NATHANIEL DAVIS: Well of course the great contribution of Franklin Roosevelt with his good neighbor policy was essentially to say that we will not try to run the affairs of the other countries of the hemisphere, that's one reason why Franklin Roosevelt and the good neighbors policy became so popular. Now the situation in the events of Eastern Europe in 1989 and the events in the soviet union in 1991, have transformed the, the geo-political situation in the world and the strategic situation of the world, so that the fact that Fidel Castro is still in power does not have the significance that it might have had earlier.

INTERVIEWER: Do you think that America should have taken care of Castro in the way that other places were I'd say handled to exorcise the threat of the spread of communism, or socialism, or Marxism or marxist-leninism.

NATHANIEL DAVIS: I think that certainly the way things have come out, we can be very happy that we did not perpetrate another action such as the action against Arbenz in 1954.
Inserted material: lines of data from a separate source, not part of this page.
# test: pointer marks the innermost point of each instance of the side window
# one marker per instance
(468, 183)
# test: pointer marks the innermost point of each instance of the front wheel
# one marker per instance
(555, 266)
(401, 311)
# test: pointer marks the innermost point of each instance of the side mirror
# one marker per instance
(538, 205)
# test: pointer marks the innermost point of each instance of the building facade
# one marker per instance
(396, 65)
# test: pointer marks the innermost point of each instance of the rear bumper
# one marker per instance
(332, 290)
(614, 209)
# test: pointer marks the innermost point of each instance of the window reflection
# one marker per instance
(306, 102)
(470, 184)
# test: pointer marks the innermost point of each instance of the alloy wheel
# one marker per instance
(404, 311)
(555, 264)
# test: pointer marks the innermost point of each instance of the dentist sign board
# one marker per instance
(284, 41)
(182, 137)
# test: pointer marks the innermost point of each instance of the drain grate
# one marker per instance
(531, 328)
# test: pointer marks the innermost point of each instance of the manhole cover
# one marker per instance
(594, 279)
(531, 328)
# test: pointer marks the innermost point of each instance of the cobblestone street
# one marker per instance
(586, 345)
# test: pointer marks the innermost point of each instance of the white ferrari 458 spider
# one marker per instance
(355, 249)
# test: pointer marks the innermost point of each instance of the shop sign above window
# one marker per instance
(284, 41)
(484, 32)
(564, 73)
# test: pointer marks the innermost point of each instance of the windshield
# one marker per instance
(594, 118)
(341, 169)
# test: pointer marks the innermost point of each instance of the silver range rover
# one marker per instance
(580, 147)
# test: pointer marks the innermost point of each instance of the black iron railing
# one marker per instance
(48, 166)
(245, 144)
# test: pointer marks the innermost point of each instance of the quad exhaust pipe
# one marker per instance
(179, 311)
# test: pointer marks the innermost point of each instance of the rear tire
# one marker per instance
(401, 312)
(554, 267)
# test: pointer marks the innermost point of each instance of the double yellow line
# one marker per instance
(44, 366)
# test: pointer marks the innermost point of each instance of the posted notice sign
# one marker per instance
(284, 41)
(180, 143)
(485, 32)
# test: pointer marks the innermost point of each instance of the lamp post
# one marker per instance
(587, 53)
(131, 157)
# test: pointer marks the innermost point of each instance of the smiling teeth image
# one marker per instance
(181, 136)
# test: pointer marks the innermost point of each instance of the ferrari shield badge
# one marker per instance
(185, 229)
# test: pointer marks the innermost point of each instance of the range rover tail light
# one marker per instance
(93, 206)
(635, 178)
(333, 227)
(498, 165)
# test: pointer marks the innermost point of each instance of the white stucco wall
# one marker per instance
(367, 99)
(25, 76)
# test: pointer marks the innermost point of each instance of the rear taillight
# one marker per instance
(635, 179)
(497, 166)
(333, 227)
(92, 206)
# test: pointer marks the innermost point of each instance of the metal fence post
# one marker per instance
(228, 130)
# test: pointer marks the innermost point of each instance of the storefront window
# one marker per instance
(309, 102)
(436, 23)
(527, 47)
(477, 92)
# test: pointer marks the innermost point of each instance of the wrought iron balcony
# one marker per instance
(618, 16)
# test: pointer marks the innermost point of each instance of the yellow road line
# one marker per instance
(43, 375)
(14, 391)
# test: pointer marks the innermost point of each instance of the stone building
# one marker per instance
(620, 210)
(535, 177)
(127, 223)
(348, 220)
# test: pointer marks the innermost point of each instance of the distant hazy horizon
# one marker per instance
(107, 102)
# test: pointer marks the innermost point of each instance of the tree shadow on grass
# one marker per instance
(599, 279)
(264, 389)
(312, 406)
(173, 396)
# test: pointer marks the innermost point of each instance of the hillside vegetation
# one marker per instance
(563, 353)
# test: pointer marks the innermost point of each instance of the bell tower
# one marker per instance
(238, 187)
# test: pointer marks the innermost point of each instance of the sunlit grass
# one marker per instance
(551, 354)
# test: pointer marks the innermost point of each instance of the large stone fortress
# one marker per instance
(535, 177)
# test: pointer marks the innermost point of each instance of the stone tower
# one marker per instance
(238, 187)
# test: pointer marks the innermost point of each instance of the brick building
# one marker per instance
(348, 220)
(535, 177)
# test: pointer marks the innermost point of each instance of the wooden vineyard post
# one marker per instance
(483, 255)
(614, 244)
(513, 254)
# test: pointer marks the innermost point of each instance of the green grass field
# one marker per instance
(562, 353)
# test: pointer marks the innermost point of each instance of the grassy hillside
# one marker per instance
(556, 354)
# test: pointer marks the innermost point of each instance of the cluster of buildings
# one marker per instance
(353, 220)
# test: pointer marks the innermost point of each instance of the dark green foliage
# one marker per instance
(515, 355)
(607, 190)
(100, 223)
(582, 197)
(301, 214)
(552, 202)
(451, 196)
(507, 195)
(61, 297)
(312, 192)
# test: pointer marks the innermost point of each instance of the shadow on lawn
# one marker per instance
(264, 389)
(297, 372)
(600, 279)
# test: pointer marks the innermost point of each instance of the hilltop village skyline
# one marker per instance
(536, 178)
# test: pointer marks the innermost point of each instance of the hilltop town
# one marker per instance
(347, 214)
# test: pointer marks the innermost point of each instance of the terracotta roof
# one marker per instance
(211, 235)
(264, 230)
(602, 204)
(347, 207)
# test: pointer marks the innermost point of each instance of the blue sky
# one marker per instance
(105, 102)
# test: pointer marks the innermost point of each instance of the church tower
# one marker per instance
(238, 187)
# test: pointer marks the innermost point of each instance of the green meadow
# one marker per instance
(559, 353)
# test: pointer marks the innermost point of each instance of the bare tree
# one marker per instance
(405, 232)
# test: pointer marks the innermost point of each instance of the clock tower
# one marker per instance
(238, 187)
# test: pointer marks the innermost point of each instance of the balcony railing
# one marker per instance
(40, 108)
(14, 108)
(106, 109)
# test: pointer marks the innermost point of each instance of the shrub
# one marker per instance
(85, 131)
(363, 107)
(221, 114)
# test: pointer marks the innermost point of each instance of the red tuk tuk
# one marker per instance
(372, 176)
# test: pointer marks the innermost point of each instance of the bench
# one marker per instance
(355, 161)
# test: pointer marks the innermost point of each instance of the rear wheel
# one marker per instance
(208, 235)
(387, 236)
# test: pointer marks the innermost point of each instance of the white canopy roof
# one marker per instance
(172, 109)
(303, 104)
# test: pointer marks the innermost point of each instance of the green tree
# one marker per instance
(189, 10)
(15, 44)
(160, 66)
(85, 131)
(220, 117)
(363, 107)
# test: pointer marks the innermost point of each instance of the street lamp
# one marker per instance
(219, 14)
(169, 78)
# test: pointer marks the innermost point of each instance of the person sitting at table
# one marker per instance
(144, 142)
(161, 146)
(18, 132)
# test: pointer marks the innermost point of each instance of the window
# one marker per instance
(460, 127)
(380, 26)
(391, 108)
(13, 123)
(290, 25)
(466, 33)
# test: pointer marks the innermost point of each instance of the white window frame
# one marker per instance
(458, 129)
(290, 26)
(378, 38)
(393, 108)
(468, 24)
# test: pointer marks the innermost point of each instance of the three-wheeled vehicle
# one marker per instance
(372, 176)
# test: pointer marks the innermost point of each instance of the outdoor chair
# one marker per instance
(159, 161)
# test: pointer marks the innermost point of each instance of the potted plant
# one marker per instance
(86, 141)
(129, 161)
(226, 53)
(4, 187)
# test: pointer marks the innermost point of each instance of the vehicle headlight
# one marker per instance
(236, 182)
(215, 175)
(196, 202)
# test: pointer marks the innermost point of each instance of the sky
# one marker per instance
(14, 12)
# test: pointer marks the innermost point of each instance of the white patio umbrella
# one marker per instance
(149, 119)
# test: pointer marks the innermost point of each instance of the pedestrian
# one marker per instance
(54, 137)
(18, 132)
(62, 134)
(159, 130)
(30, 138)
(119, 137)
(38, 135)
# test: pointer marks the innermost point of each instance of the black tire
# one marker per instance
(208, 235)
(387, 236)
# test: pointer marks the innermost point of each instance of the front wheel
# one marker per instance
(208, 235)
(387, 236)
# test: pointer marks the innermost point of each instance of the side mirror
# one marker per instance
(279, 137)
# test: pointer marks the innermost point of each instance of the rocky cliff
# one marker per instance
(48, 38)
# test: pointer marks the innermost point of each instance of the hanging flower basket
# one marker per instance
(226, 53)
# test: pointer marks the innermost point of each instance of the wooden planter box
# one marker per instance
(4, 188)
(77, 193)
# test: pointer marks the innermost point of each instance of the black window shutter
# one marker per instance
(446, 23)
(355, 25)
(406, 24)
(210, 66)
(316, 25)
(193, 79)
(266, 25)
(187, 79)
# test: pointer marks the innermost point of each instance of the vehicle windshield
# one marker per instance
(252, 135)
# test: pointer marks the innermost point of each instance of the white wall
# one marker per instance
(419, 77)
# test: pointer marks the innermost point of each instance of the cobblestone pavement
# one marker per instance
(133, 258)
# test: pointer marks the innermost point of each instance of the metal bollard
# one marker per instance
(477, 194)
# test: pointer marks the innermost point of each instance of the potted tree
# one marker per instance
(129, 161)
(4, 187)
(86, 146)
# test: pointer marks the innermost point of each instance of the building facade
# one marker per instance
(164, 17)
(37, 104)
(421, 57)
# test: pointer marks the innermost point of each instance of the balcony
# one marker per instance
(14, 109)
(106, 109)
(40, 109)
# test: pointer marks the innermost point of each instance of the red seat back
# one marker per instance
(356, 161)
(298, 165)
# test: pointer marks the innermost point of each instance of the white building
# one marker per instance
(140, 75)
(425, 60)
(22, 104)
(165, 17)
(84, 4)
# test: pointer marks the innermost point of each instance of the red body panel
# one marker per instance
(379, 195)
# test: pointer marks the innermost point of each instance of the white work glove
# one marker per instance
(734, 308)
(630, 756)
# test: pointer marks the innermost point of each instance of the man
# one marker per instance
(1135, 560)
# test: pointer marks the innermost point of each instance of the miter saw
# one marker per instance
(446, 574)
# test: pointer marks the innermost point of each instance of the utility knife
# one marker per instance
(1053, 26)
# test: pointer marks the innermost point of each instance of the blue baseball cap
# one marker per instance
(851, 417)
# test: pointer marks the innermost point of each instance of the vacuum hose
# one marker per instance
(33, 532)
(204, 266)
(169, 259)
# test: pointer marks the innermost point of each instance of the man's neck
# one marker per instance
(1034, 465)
INTERVIEWER: Thank you very much. Do you want to add anything Brian? Yeah its the one that we ask everybody, the end of the cold war, looking at the Latin American Caribbean region it has a pretty ferocious time in terms of the body count, the victims on both sides and the cost in money, was it worth it? Are you running?

NATHANIEL DAVIS: Well once again I think that now, I think we have to make some allowance for the fact that life is lived forward and not backward. But looking back on the result in Eastern Europe and in the soviet Union I think that that the outcome of the cold war was decided there, it was not decided in the in the fields of Nicaragua or Central America, and so that in that sense if we had been able to avoid the human tragedies and human costs it would have been a good thing. But also, the same thing could be said of course in a greater extent in Vietnam, because in Vietnam the once again the Vietnam did not turn out to be the determining event in the unfolding relationship of the superpowers and it was Vietnam in that sense was looking back on it, could have been regarded as something that we would have been better off to avoid it.

INTERVIEWER: Coming back to Chile for one second on that theme, if Salvador Allende had been able or had finished his term, do you think he would have been reelected.

NATHANIEL DAVIS: No I think that if it had been possible for the democratic institutions to manage to survive through til 1976 then and to continue free elections and have free elections in 76, then Allende would have been booted out of office. It was pretty clear that he was losing his support and did not have the majority.

INTERVIEWER: What was the danger that that might not have happened? Did you see him as a threat to the democratic process?

NATHANIEL DAVIS: Certainly Unidad Popular and some of the Lemere for example and the followers of Carlos Alto Perano and so on , they were quite prepared to use violence. Not Allende himself.

INTERVIEWER: Allende was in their spell as it were or they were liable...

NATHANIEL DAVIS: Allende had a very complex set of relationships within his coalition and of course Allende ultimately had the aspiration of a member of the worlds left and it was very difficult for him to curb the ambitions and the machinations of some of the people like Altaberano and his own party and Lemere and so on and so forth and he was all, not always completely decisive in his handling of things. He was famous for what was called his munecho, or his flexible wrist, which in some ways was an immense advantage to him, but also it meant that sometimes he didn't show the steadfastness and decision that might have saved him.

INTERVIEWER: 20 secs atmos. We now need to record the sound of silence.